BY RICHARD LOCKER
The Zillessen's guest house, Robin Hood's Bay
In 1970 a new family moved to Robin Hood’s Bay. Quietly assuming the role of guest house proprietor, Mr Zillessen settled down to enjoy semi-retirement and the gentle life the village offered. But this seemingly ordinary man harboured a secret, one which would have been known to millions of movie fans. He was in fact one of the brave prisoners responsible for organising the mass breakout at Stalag Luft III during the Second World War, an event immortalised in the 1963 movie The Great Escape.
Marcel Zillessen was born in Northampton in 1917 to a German father and Irish mother. His father, a successful businessman, would eventually relocate his family north to the small village of Eldwick, a move which enabled him to spend more time managing the family’s textile business in the nearby city of Bradford.
As a young man Marcel was given the position of Sales Director within the family business. To further his son’s education his father decided to send him to Berlin where he would study at the city’s university. It was during his stay in Berlin that Marcel became fluent in Berlinese, the language of the city’s high society. He would also witness first hand the rise of Hitler and National Socialism, an event that was to have a consolidating effect on the young man’s mind.
At the outbreak of war Marcel was approached by the British government with the intention of recruiting him as a spy, but Marcel declined claiming that subterfuge seemed to devious and that he wanted to confront the enemy ’face to face’.
Finally he opted to join the RAF where he became a Hurricane fighter pilot for number six squadron. Responsible for flying ’tank busting’ raids against Rommel’s Afrika Korps, Marcel was involved in numerous sorties, until eventually his luck ran out. On 6th April 1943 he was shot down and captured near Wadi Akarit in Tunisia.
A watch tower at Stalag Luft III
After been interrogated in Italy Marcel was transferred to the prisoner of war camp Stalag Luft III in Sangen, Germany.

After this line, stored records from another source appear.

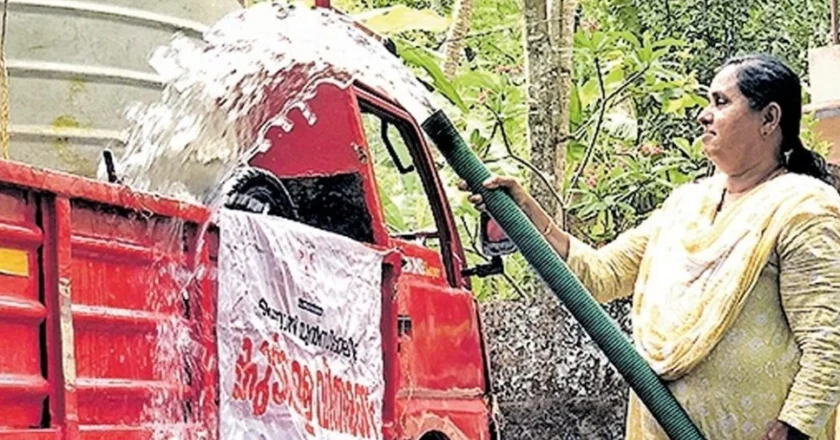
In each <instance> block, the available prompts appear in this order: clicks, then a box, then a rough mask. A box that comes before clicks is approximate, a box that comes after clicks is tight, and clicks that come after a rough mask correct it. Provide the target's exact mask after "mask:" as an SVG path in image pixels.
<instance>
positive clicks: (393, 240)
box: [357, 91, 489, 439]
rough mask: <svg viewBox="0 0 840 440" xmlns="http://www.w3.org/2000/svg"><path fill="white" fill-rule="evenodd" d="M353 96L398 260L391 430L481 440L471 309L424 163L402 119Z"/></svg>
mask: <svg viewBox="0 0 840 440" xmlns="http://www.w3.org/2000/svg"><path fill="white" fill-rule="evenodd" d="M357 97H358V104H359V108H360V110H361V114H362V122H363V126H364V127H363V128H364V133H365V138H366V142H367V149H368V151H369V154H370V155H371V163H372V165H373V171H374V176H375V180H376V187H377V197H378V201H379V206H380V207H381V209H382V212H383V218H384V222H385V226H386V227H387V230H388V232H389V236H390V243H389V245H390V247H392V248H395V249H397V250H398V251H399V252H400V254H401V255H402V274H401V276H400V278H399V279H398V281H397V298H396V307H397V311H398V320H397V321H398V322H397V333H398V342H399V343H398V362H399V380H398V385H397V402H396V403H397V405H396V406H397V408H396V423H397V425H398V426H397V431H398V432H400V433H402V436H403V437H400V438H411V439H418V438H421V437H422V436H423V435H424V434H428V433H434V434H433V435H443V438H469V439H486V438H489V431H488V429H489V410H488V405H487V399H486V397H487V390H488V386H487V377H486V375H487V371H486V363H485V357H484V347H483V340H482V335H481V327H480V322H479V315H478V309H477V304H476V302H475V300H474V297H473V295H472V294H471V292H470V291H469V290H468V289H467V287H466V284H465V281H464V279H463V278H462V276H461V269H462V267H463V261H464V257H463V251H462V249H461V244H460V242H459V240H458V236H457V232H456V229H455V226H454V222H453V219H452V214H451V212H450V210H449V207H448V204H447V202H446V198H445V195H444V192H443V189H442V186H441V184H440V181H439V178H438V176H437V174H436V172H435V171H434V161H433V159H432V157H431V155H430V152H429V150H428V149H427V148H426V146H425V143H424V141H423V138H422V136H421V135H420V131H419V128H418V127H417V125H416V124H415V123H414V122H413V120H412V119H411V118H410V116H409V115H408V114H406V113H405V112H403V111H402V110H401V109H399V108H398V107H396V106H394V105H393V104H390V103H388V102H386V101H384V100H383V99H380V98H378V97H377V96H375V95H373V94H371V93H367V92H364V91H358V92H357ZM436 438H437V437H436Z"/></svg>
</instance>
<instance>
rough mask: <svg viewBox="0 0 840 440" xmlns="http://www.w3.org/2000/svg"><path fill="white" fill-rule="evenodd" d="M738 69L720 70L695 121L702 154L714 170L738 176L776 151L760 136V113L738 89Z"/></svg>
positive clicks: (763, 138) (774, 152)
mask: <svg viewBox="0 0 840 440" xmlns="http://www.w3.org/2000/svg"><path fill="white" fill-rule="evenodd" d="M737 74H738V66H727V67H725V68H724V69H723V70H721V71H720V72H719V73H718V74H717V76H715V78H714V80H712V84H711V85H710V86H709V105H708V106H707V107H706V108H705V109H703V111H702V112H701V113H700V116H698V118H697V121H698V122H699V123H700V125H702V126H703V129H704V131H703V137H702V138H701V141H702V144H703V151H704V152H705V153H706V156H707V157H708V158H709V160H711V161H712V162H713V163H714V164H715V167H717V169H719V170H720V171H722V172H724V173H726V174H729V175H737V174H740V173H743V172H745V171H747V170H749V169H750V168H752V167H754V166H756V165H758V164H760V163H763V161H765V160H768V159H773V160H775V159H774V158H775V156H772V157H768V155H774V154H775V152H773V151H772V148H770V147H768V142H767V141H766V140H765V137H766V136H762V135H761V130H762V126H763V117H762V112H760V111H755V110H753V109H752V108H750V105H749V101H747V98H746V97H745V96H744V95H742V94H741V91H740V90H739V89H738V78H737Z"/></svg>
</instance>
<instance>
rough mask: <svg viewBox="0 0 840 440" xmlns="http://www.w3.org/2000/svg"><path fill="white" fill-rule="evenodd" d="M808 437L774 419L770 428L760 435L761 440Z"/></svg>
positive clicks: (785, 423)
mask: <svg viewBox="0 0 840 440" xmlns="http://www.w3.org/2000/svg"><path fill="white" fill-rule="evenodd" d="M807 438H808V437H807V436H805V435H804V434H802V433H801V432H799V431H798V430H796V429H794V428H791V427H790V426H788V425H787V424H786V423H783V422H780V421H778V420H776V421H775V422H774V423H773V426H771V427H770V430H768V431H767V433H766V434H764V435H763V436H762V437H761V440H798V439H807Z"/></svg>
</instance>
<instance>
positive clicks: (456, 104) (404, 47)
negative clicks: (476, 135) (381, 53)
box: [395, 41, 468, 113]
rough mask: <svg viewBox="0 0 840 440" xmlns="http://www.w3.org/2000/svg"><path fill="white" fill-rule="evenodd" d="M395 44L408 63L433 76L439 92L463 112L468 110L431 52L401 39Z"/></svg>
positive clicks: (436, 85) (460, 97) (402, 58)
mask: <svg viewBox="0 0 840 440" xmlns="http://www.w3.org/2000/svg"><path fill="white" fill-rule="evenodd" d="M395 44H396V46H397V53H398V54H399V55H400V57H401V58H402V59H403V61H405V62H406V64H410V65H412V66H417V67H420V68H422V69H423V70H425V71H426V73H427V74H428V75H429V76H430V77H431V78H432V87H434V88H435V90H437V92H438V93H440V94H441V95H443V96H444V97H445V98H446V99H448V100H449V102H451V103H452V104H454V105H455V106H457V107H458V109H459V110H461V111H462V112H464V113H467V112H468V110H467V106H466V105H465V104H464V101H463V100H462V99H461V96H460V95H459V94H458V91H457V90H455V86H453V85H452V83H451V82H450V81H449V80H448V79H446V76H445V75H444V74H443V71H442V70H441V69H440V66H438V63H437V61H436V60H435V59H434V58H433V56H432V55H431V54H429V52H427V51H425V50H423V49H420V48H416V47H412V46H410V45H408V44H405V43H402V42H399V41H397V42H395Z"/></svg>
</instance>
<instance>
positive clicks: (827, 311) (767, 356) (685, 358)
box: [462, 55, 840, 440]
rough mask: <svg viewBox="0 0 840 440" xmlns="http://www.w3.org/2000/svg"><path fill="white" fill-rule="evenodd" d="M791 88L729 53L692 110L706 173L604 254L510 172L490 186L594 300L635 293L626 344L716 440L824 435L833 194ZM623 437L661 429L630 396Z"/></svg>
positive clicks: (834, 271)
mask: <svg viewBox="0 0 840 440" xmlns="http://www.w3.org/2000/svg"><path fill="white" fill-rule="evenodd" d="M800 96H801V86H800V82H799V78H798V77H797V76H796V75H795V74H794V73H793V72H792V71H791V70H790V69H789V68H788V67H786V66H785V65H784V64H782V63H781V62H779V61H778V60H776V59H774V58H771V57H768V56H764V55H753V56H746V57H739V58H735V59H732V60H730V61H728V62H727V63H726V64H725V65H724V67H723V68H722V69H721V70H720V72H719V73H718V74H717V76H716V77H715V78H714V81H713V82H712V84H711V87H710V90H709V101H710V104H709V105H708V107H706V108H705V109H704V110H703V112H702V113H701V114H700V116H699V118H698V121H699V122H700V124H701V125H702V126H703V128H704V134H703V138H702V143H703V149H704V152H705V154H706V155H707V157H708V158H709V159H710V160H711V161H712V162H713V163H714V165H715V167H716V170H717V173H716V175H715V176H713V177H710V178H708V179H705V180H703V181H700V182H697V183H694V184H690V185H685V186H683V187H680V188H678V189H677V190H675V191H674V193H673V194H671V196H670V197H669V198H668V199H667V200H666V201H665V203H664V204H663V206H662V207H661V208H660V209H658V210H657V211H655V212H654V213H653V214H652V215H651V217H650V218H649V219H647V220H646V221H645V222H643V223H642V224H641V225H640V226H638V227H637V228H635V229H633V230H630V231H628V232H626V233H624V234H622V235H621V236H620V237H618V238H617V239H616V240H615V241H614V242H612V243H610V244H609V245H607V246H605V247H603V248H601V249H598V250H595V249H593V248H591V247H589V246H587V245H585V244H583V243H582V242H580V241H578V240H576V239H575V238H574V237H572V236H570V235H568V234H566V233H565V232H563V231H562V230H560V229H559V228H558V227H557V226H556V225H555V224H554V223H553V222H552V220H551V218H550V217H549V216H548V215H547V214H546V213H545V212H544V211H543V210H542V209H541V208H540V207H539V206H538V204H537V203H536V202H535V200H534V199H533V198H532V197H531V196H530V195H528V194H527V193H526V192H525V191H524V190H523V188H522V187H521V186H520V185H519V184H517V183H516V181H514V180H512V179H509V178H502V177H494V178H491V179H489V180H488V181H487V182H485V183H484V185H485V187H486V188H488V189H494V188H503V189H505V190H507V191H508V192H509V193H510V195H511V196H512V198H513V199H514V200H515V201H516V203H517V204H518V205H519V206H520V207H521V208H522V209H523V211H524V212H525V213H526V214H527V215H528V217H529V218H530V219H531V221H532V222H533V223H534V225H535V226H536V227H537V228H538V229H539V230H540V231H541V232H543V234H544V235H545V237H546V239H547V240H548V242H549V243H550V244H551V245H552V246H553V247H554V249H555V250H556V251H557V253H558V254H559V255H560V256H561V257H562V258H564V259H565V260H566V262H567V263H568V265H569V267H570V268H571V269H572V271H573V272H574V273H575V274H576V275H577V276H578V277H579V278H580V280H581V281H582V282H583V284H584V285H585V286H586V287H587V288H588V289H589V291H590V292H592V294H593V295H594V297H595V298H596V299H597V300H598V301H600V302H607V301H611V300H613V299H616V298H621V297H625V296H629V295H631V294H632V295H633V308H632V318H633V338H634V342H635V345H636V347H637V348H638V350H639V352H640V353H641V354H642V356H643V357H644V358H645V359H646V360H647V361H648V363H649V364H650V365H651V367H652V368H653V369H654V371H656V372H657V374H659V375H660V377H662V378H663V379H664V380H666V381H667V383H668V385H669V388H670V389H671V391H672V392H673V394H674V396H675V397H676V399H677V400H678V401H679V402H680V404H682V405H683V407H684V408H685V410H686V411H687V412H688V414H689V416H690V417H691V419H692V420H693V421H694V422H695V424H696V425H697V426H698V428H699V429H700V430H701V431H702V432H703V433H704V435H705V437H706V438H707V439H710V440H713V439H714V440H716V439H749V440H756V439H786V438H806V437H810V438H814V439H825V438H831V437H833V435H832V434H829V431H830V430H831V428H830V427H829V426H828V425H830V424H831V423H828V422H829V419H830V418H832V417H833V412H834V409H835V408H836V407H837V404H838V400H840V195H838V193H837V191H836V190H835V189H834V188H833V187H832V186H831V185H830V183H831V182H832V181H833V180H832V178H831V175H830V174H829V172H828V171H827V170H826V166H825V161H824V160H823V159H822V158H821V157H820V156H819V155H817V154H815V153H813V152H810V151H808V150H806V149H805V148H804V146H803V145H802V143H801V141H800V140H799V121H800V117H801V97H800ZM462 188H463V184H462ZM470 201H471V202H473V203H475V204H477V205H479V206H480V205H481V203H482V201H481V197H480V196H478V195H472V196H470ZM627 438H628V439H632V440H635V439H639V440H641V439H644V440H647V439H666V438H667V437H666V435H665V434H664V432H663V431H662V430H661V428H660V427H659V425H658V424H657V423H656V421H655V420H654V419H653V417H652V416H651V415H650V413H649V412H648V411H647V410H646V409H645V408H644V406H643V405H642V404H641V402H640V401H639V400H638V399H637V398H636V397H635V396H634V395H632V394H631V397H630V403H629V407H628V419H627Z"/></svg>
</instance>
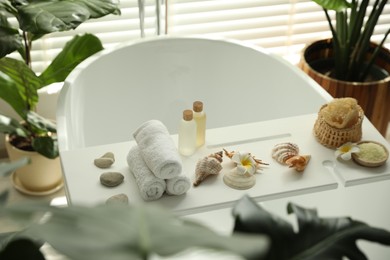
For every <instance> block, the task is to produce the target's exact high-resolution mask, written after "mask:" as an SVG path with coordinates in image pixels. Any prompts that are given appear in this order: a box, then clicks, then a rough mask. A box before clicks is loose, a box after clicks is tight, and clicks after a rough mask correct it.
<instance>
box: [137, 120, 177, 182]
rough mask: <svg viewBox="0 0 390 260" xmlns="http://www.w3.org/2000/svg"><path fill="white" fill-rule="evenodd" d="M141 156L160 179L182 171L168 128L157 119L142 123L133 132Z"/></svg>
mask: <svg viewBox="0 0 390 260" xmlns="http://www.w3.org/2000/svg"><path fill="white" fill-rule="evenodd" d="M133 136H134V139H135V141H136V142H137V144H138V147H139V149H140V151H141V154H142V157H143V158H144V160H145V163H146V165H147V166H148V167H149V169H150V170H152V172H153V173H154V175H156V177H159V178H161V179H171V178H174V177H176V176H179V175H180V173H181V171H182V163H181V158H180V155H179V153H178V151H177V148H176V146H175V143H174V142H173V140H172V138H171V136H170V135H169V132H168V129H167V128H166V127H165V125H164V124H163V123H162V122H160V121H158V120H150V121H147V122H145V123H143V124H142V125H141V126H140V127H139V128H138V129H137V130H136V131H135V132H134V134H133Z"/></svg>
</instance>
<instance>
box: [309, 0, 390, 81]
mask: <svg viewBox="0 0 390 260" xmlns="http://www.w3.org/2000/svg"><path fill="white" fill-rule="evenodd" d="M313 1H314V2H316V3H317V4H319V5H320V6H321V7H322V8H323V10H324V13H325V16H326V20H327V21H328V24H329V29H330V31H331V33H332V39H331V44H332V50H333V54H332V62H333V66H332V67H333V69H332V70H331V71H330V72H329V73H330V74H329V75H330V76H331V77H333V78H335V79H338V80H346V81H355V82H364V81H366V80H370V79H369V77H371V78H372V77H375V76H373V75H372V74H370V71H371V69H372V66H373V65H374V64H375V63H374V61H375V59H376V57H377V56H378V54H379V51H380V49H381V48H382V46H383V44H384V42H385V40H386V38H387V36H388V34H389V33H390V28H389V29H388V30H387V31H386V32H385V34H384V37H383V39H382V41H381V42H380V43H379V44H378V45H376V46H375V48H374V50H373V52H372V54H371V55H370V57H368V58H367V53H368V52H369V49H370V47H371V36H372V35H373V33H374V29H375V26H376V25H377V23H378V19H379V17H380V15H381V13H382V12H383V9H384V7H385V6H386V3H387V0H376V1H375V2H374V4H373V6H372V7H370V6H369V2H370V1H369V0H361V1H360V0H352V1H347V0H332V1H329V0H313ZM331 11H334V12H335V23H333V21H332V19H331V16H330V12H331Z"/></svg>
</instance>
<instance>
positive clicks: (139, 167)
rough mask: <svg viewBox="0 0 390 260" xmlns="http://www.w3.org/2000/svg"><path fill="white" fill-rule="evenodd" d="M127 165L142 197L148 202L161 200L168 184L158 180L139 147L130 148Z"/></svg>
mask: <svg viewBox="0 0 390 260" xmlns="http://www.w3.org/2000/svg"><path fill="white" fill-rule="evenodd" d="M127 164H128V165H129V169H130V171H131V173H132V174H133V176H134V178H135V181H136V183H137V185H138V189H139V191H140V194H141V197H142V198H143V199H144V200H147V201H150V200H157V199H159V198H161V196H162V195H163V194H164V192H165V190H166V186H167V185H166V182H165V180H163V179H160V178H157V177H156V176H155V175H154V174H153V172H152V171H151V170H150V169H149V168H148V166H147V165H146V164H145V161H144V160H143V158H142V156H141V153H140V150H139V148H138V146H137V145H134V146H133V147H131V148H130V151H129V153H128V154H127Z"/></svg>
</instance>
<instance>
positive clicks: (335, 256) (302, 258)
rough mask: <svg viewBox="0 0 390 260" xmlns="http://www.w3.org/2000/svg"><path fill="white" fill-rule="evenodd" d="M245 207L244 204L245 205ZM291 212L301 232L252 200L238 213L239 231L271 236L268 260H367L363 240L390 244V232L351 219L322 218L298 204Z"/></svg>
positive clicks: (237, 218) (289, 204)
mask: <svg viewBox="0 0 390 260" xmlns="http://www.w3.org/2000/svg"><path fill="white" fill-rule="evenodd" d="M242 204H244V205H242ZM288 211H289V212H290V213H295V215H296V216H297V219H298V227H299V230H298V233H295V232H294V231H292V226H291V225H289V224H288V223H287V222H283V221H280V220H279V219H278V218H277V217H276V216H273V215H272V214H269V213H267V212H266V211H265V210H264V209H262V208H261V207H260V206H259V205H258V204H257V203H256V202H254V201H253V200H251V199H249V198H244V199H242V200H240V201H239V203H238V205H237V207H236V208H235V210H234V215H235V217H236V225H235V227H234V230H235V232H249V233H253V232H255V233H257V234H263V235H264V234H265V235H269V236H270V238H271V241H272V243H273V244H272V248H271V252H270V254H269V255H268V258H267V259H342V258H343V256H344V257H348V259H365V258H364V257H365V256H364V253H363V252H361V251H360V249H359V248H358V247H357V245H356V241H357V240H359V239H366V240H369V241H373V242H378V243H381V244H383V245H390V232H388V231H386V230H383V229H379V228H373V227H370V226H368V225H367V224H365V223H362V222H359V221H355V220H353V219H351V218H346V217H342V218H320V217H319V216H318V215H317V211H316V210H315V209H305V208H303V207H299V206H297V205H295V204H292V203H290V204H289V205H288Z"/></svg>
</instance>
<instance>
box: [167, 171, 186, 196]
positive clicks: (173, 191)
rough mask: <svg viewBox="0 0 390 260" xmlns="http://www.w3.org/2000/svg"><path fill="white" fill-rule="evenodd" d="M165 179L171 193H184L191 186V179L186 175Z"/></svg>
mask: <svg viewBox="0 0 390 260" xmlns="http://www.w3.org/2000/svg"><path fill="white" fill-rule="evenodd" d="M165 181H166V183H167V188H166V192H167V194H169V195H182V194H184V193H186V192H187V191H188V190H189V189H190V187H191V181H190V179H189V178H188V177H187V176H185V175H179V176H177V177H174V178H172V179H168V180H165Z"/></svg>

Upon his arrival he was indoctrinated into the camp’s ideology of the ‘duty of escape‘. The escape executive committee instantly saw the potential in Zillessen and put him to work liaising with the camp authority. The fact that he was know to have spent some time in the upper echelons of German society meant that the German officers in the camp tasked him with writing long, eloquent love letters home to their wives and girlfriends.
Once ingratiated with the camp authority Marcel set about procuring pens, ink and stationary, which were then put to use forging the necessary documents and passports needed for a successful escape.
The escape took place on the night of the 24th March 1944. In all two hundred men gathered in hut 104 and prepared themselves for the breakout.
This is Marcel Zillessen’s account of the occasion.
"Everything went wrong that night, there was an air raid and all the lights went out in the tunnel, and then a Major got stuck and it took ages to get him out.
I cannot describe what it was like when it finally broke. The German were absolutely livid, there were dogs rushing around the camp and guards were pouring in from all over the place.
There was still 150 PoWs left in the hut at the time we heard shots being fired. People came pouring down the tunnel telling everybody, ‘it’s all over‘.
Once I realised that the escape had broken I just leapt out of the hut. I ran as fast as I could and jumped through the window into my own room."
An ariel photograph of Stalag Luft III. The exit of one of the escape tunnels can be seen as a light area outside the perimeter fence indicated by an arrow.
Of the 76 men that escaped that night, only 3 managed to make it back to the UK, 23 were re-captured and returned to camp and the rest, fifty men in all, were executed by the Gestapo.
After the war Marcel returned to the family business in Bradford. In 1951 he married his Bradford born wife Lyn. Later moving to Darlington, Co Durham he became involved in the wool trade. Whilst in the North-East Marcel also set up a chain of fast food outlets using the Zillessen name.
After leading this extraordinary life Marcel finally settled in Robin Hood’s Bay where he unassumingly spent the next thirty years of his life quietly running a guest house. Marcel Zillessen died on the 8th January 1999 aged 81.
Henley The Scrounger, James Garner's character in the 1963 film The Great Escape was based on Marcel Zillessen.